Où est-il, que fait-il, qu'arrive-t-il à Jean-François, se fussent écriés des amis fidèles. Nul ne s'était écrié. Gazol avait tordu sa bouche et pris son nez entre deux doigts, Charles baissa les yeux. Vous vous souvenez quand même de Jeff, dit Nicole en faisant vibrer la mémoire dans sa voix (qu'ils avaient donc aimé cette voix, naguère), il m'a écrit. Quel genre d'ennuis? fit abruptement Gazol. Un rire s'éleva d'elle, à peine altéré – ce rire en dièse aussi, ils avaient tant aimé.

– Pas du tout, dit Nicole, aucun ennui. Juste un peu d'aide, ça n'a pas l'air bien grave, il a pensé à nous. Il pense à nous, c'est tout.

– J'ai eu des histoires moi aussi, se rappela Gazol au bout d'un moment, mais je n'ai pas fait d'histoires. Je me suis débrouillé seul. On est seul, Nicole, on s'arrange seul, comprenez-vous. Moi aussi, j'ai eu des ennuis.

Charles n'évoqua pas les siens, évidemment visibles. Se portant ailleurs, ses yeux croisèrent ceux de Justine.

– Vous m'auriez aidé, quand ça n'allait pas? poursuivait Gazol. D'ailleurs j'en ai toujours, moi, des ennuis, alors vous allez m'aider? Qu'est-ce que vous allez faire pour moi?

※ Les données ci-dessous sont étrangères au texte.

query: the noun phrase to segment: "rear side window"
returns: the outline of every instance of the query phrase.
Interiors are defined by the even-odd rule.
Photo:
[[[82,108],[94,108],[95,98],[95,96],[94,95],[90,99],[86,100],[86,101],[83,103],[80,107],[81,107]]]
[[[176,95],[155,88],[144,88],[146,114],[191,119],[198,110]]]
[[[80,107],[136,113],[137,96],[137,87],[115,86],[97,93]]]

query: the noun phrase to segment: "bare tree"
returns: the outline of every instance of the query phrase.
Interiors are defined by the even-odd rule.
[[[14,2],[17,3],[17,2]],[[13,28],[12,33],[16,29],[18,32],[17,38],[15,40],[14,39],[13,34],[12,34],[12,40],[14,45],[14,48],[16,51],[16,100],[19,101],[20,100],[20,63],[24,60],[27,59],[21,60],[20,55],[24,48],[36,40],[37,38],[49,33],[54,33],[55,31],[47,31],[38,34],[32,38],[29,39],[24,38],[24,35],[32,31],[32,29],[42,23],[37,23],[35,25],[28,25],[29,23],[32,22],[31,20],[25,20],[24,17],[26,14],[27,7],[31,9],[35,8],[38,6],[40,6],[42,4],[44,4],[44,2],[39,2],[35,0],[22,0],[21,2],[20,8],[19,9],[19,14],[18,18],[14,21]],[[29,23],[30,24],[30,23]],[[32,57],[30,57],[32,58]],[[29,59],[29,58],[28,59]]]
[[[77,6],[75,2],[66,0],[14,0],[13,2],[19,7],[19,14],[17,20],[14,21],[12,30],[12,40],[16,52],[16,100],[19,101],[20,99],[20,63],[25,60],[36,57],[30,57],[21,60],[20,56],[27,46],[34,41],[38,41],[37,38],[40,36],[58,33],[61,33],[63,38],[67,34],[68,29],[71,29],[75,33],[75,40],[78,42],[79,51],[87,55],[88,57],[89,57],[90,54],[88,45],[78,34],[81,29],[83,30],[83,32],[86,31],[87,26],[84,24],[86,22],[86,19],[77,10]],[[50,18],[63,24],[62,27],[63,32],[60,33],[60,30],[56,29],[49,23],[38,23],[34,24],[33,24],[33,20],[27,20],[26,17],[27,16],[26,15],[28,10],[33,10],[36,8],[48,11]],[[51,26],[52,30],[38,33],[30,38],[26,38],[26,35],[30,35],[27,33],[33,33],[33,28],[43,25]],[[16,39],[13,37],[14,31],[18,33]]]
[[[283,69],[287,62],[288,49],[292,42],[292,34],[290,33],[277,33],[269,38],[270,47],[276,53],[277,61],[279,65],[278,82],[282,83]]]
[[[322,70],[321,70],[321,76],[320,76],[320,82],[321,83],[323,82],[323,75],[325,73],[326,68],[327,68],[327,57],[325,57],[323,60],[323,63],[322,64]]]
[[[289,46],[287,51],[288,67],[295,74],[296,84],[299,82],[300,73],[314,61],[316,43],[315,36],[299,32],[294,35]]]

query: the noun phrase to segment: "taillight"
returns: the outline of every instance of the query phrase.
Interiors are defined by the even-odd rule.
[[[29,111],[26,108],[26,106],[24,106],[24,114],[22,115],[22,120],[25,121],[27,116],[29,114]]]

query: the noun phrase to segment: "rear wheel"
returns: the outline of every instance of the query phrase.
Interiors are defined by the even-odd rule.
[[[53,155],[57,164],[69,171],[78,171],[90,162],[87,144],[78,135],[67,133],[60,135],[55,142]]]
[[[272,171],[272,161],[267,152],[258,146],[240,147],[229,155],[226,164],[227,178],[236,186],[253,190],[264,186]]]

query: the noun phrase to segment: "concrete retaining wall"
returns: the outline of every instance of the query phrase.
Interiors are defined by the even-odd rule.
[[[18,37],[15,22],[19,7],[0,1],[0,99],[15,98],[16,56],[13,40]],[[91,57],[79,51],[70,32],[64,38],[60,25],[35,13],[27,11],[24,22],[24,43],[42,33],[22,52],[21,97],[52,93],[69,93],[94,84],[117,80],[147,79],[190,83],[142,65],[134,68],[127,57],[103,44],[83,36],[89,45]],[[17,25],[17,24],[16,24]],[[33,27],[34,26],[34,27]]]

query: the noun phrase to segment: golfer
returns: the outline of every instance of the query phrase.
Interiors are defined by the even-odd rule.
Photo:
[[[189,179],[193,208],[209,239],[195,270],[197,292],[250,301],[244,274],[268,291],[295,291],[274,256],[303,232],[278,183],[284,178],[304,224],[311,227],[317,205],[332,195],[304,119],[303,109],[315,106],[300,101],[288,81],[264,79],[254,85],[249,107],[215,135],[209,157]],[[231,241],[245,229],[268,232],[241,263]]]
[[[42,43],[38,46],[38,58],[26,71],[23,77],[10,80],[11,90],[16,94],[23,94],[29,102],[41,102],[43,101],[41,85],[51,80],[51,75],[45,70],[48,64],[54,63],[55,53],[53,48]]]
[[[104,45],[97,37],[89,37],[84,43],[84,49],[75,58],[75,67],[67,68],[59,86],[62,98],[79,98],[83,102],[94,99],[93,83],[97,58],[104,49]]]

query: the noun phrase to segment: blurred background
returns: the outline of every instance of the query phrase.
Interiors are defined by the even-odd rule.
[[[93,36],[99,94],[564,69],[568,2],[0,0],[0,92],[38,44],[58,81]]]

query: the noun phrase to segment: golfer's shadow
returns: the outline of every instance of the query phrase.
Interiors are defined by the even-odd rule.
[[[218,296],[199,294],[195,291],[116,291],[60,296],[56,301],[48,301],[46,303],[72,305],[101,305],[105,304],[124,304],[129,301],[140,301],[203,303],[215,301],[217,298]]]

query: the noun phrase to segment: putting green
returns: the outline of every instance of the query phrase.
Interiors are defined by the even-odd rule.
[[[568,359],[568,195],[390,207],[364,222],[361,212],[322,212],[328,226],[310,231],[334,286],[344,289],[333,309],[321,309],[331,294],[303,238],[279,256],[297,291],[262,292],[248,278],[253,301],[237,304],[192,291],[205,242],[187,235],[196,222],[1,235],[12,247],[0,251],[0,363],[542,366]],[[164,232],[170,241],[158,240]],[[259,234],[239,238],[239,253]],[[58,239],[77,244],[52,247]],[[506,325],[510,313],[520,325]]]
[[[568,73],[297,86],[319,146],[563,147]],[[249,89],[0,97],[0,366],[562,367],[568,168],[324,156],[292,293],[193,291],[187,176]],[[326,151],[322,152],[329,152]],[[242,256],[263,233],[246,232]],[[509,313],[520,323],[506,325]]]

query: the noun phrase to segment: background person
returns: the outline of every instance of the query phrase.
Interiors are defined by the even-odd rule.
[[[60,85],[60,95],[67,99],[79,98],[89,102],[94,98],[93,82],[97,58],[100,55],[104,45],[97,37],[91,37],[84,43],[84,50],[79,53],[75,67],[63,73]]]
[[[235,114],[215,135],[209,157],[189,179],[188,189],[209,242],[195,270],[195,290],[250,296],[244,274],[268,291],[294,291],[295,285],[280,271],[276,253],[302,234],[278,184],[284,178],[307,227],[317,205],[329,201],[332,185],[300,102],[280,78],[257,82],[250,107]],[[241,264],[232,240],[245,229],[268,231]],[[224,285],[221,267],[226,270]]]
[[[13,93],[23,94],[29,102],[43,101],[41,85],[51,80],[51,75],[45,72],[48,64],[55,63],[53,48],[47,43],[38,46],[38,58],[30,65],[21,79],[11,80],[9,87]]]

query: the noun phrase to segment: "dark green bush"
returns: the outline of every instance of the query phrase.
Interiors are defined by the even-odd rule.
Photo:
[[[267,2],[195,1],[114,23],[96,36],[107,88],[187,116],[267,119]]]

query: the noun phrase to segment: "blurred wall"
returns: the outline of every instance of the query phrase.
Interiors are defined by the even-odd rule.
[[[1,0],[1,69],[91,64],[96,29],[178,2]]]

– Bien sûr, Vincent, prétendit Nicole, il fallait le dire. Il suffit de parler.

– Vous ne pouvez rien pour moi, fit Gazol en baissant la tête et creusant le thorax.

L'échange se poursuivit un peu, dégénérant, progressivement dépouillé d'arguments, bientôt réduit à un antagonisme brut. Charles n'écoutait plus, étudiant les reliefs d'aliments sur la table. Un bruit de chaise l'extirpa de sa distraction, Gazol venait de se lever, brisant là: navré, Nicole, désolé mais non, c'est non. Charles par instinct se dressait aussi, tout le monde parut gêné, il y eut un silence et personne ne bougeait, les femmes assises et les hommes debout, comme dans les tableaux de Fantin-Latour. Puis Gazol s'en fut, Charles se rassit. Alors tu restes? fit Nicole, tu es d'accord? Sans répondre il tira vers lui une soucoupe regarnie de charlotte. Peu après, Justine lui montrait sa chambre.

Elle donnait sur des buissons, des arbres avec des oiseaux dessus qui piaillaient dans l'aigreur. Le papier peint rosé-crème figurait des marquises sous ombrelle et sur escarpolette, des ifs et des puits, des lévriers abrutis. Deux tableaux: un aïeul, un paysage plat. Un Heraklès de bronze luttait sur la commode avec un lion de Némée. Justine sortit en fermant la porte après elle, et Charles s'assit sur le lit. Cela manquait un peu de lumière, quand même, c'était encore au nord. Justine revint avec des vêtements de rechange et des serviettes de bain qu'elle répartit dans les tiroirs de la commode. Vous ne voulez rien d'autre, vous n'avez besoin de rien? Une radio, quelque chose à lire. Un journal.

– Non, dit Charles.

Il s'était relevé, ne sachant que faire de lui, les bouts de ses doigts lui paraissaient inoccupés. Il alluma une lampe, ça n'éclairait guère mieux, il l'éteignit. Bébé d'Amour passa derrière la porte en rageant faiblement.

– Je vous remercie, dit Charles.

Justine se tourna vers lui en souriant rapidement. C'est au fond du couloir, dit-elle en montrant les serviettes.

– C'est bien, dit Charles, mais le vélo? Comment on fait pour le vélo?